Unfortunately, this difference in needs has resulted in blind people getting left out of the explosion of text to speech advancement, and has caused many problems. First, the voice that is preferred by the majority of western English blind users, called Eloquence, was last updated in 2003. While it is so overwhelmingly popular that even Apple was eventually pressured to add the voice to iPhone, mac, Apple TV, and Apple Watch, even they were forced to use an emulation layer. As Eloquence is a 32-bit voice last compiled in 2003, it cannot run in modern software without some sort of emulation or bridge. If the sourcecode to Eloquence still exists and can be compiled, even large companies like Apple haven't managed to find or compile it. As the NVDA screen reader moves from being a 32-bit application to a 64-bit one, keeping eloquence running with it has been a challenge that I and many other community members have spent a lot of time and effort solving. The eloquence libraries also have many known security issues, and anyone using the libraries today is forced to understand and program around them, as Eloquence itself can never be updated or fixed. These stopgap solutions are entirely untenable, and are likely to take us only so far. A better solution is urgently needed.
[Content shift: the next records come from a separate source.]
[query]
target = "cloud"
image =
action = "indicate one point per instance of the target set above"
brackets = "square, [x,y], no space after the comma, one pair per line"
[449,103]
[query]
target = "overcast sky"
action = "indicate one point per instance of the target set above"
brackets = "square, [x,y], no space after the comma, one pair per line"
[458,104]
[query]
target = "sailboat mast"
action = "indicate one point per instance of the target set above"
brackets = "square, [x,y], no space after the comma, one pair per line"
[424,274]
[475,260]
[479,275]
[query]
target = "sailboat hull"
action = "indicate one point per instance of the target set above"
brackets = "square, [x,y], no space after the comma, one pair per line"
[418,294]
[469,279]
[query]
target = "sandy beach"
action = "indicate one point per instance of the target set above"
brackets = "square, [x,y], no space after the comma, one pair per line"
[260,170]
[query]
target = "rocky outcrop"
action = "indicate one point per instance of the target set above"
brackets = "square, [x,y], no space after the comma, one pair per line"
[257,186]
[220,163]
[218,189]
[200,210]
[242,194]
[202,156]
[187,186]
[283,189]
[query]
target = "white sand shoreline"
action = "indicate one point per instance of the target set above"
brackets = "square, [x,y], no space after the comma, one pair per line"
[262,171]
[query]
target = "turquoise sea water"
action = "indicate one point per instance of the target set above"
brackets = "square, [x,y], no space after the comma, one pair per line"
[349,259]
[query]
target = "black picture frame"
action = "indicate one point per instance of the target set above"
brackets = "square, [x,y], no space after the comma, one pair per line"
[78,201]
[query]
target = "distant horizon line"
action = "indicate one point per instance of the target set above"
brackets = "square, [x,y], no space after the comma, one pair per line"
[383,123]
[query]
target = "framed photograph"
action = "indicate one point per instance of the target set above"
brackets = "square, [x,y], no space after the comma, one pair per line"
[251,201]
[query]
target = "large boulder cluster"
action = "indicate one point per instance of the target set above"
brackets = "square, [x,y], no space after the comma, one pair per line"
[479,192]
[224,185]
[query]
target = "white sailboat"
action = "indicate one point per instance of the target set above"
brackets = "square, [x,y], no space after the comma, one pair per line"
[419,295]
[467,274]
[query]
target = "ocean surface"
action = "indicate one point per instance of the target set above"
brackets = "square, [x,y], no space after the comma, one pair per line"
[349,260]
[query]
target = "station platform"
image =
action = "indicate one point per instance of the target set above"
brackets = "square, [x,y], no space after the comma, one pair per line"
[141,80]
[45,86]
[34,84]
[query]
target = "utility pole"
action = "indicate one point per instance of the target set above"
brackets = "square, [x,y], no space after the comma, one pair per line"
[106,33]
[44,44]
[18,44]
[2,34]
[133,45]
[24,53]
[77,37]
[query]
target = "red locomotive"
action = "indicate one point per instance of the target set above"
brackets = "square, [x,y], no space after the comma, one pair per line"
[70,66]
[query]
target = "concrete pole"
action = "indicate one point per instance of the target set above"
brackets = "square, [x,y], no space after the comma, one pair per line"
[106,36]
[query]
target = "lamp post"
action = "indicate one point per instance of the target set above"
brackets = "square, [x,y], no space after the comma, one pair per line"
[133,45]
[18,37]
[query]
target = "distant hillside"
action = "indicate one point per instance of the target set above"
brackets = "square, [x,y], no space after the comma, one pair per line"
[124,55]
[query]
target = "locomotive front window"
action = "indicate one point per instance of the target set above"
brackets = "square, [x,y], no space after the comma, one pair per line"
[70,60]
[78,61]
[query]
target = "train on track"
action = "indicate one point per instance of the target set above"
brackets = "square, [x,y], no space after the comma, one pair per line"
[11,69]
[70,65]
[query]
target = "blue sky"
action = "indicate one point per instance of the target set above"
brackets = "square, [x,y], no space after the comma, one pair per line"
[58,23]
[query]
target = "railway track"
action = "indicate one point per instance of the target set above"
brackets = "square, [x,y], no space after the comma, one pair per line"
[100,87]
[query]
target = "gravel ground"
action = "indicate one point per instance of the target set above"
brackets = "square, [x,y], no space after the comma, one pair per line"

The second problem this has caused is for those who speak languages other than English. As most modern text to speech voices are created by and for sighted users, blind users begin to find that the voices available in less popular languages are inefficient, overly conversational, slow, and otherwise unsatisfactory. While espeak-ng is an open-source text to speech system that attempts to support hundreds of languages while meeting the needs of blind users, it brings a different set of problems to the table. First, many of the languages it supports were added based on pronunciation rules taken from Wikipedia articles, without involving speakers of the language. Second, Espeak-ng is based directly on Speak, a text to speech system written by Jonathan Duddington in 1995 for RISC OS on the BBC Micro, meaning that espeak users today continue to have to live with many of the design decisions made back in 1995 for an operating system that no longer exists. Third, looking at the Espeak-ng repository, it seems to only have one or two active maintainers. While this is obviously better than the zero active maintainers of Eloquence, it could still become a problem in the future.
These are the reasons that I'm always interested in advancements in text to speech, and am actively keeping my ears open for something that takes advantage of modern technology, while continuing to suit the needs of screen reader users like myself.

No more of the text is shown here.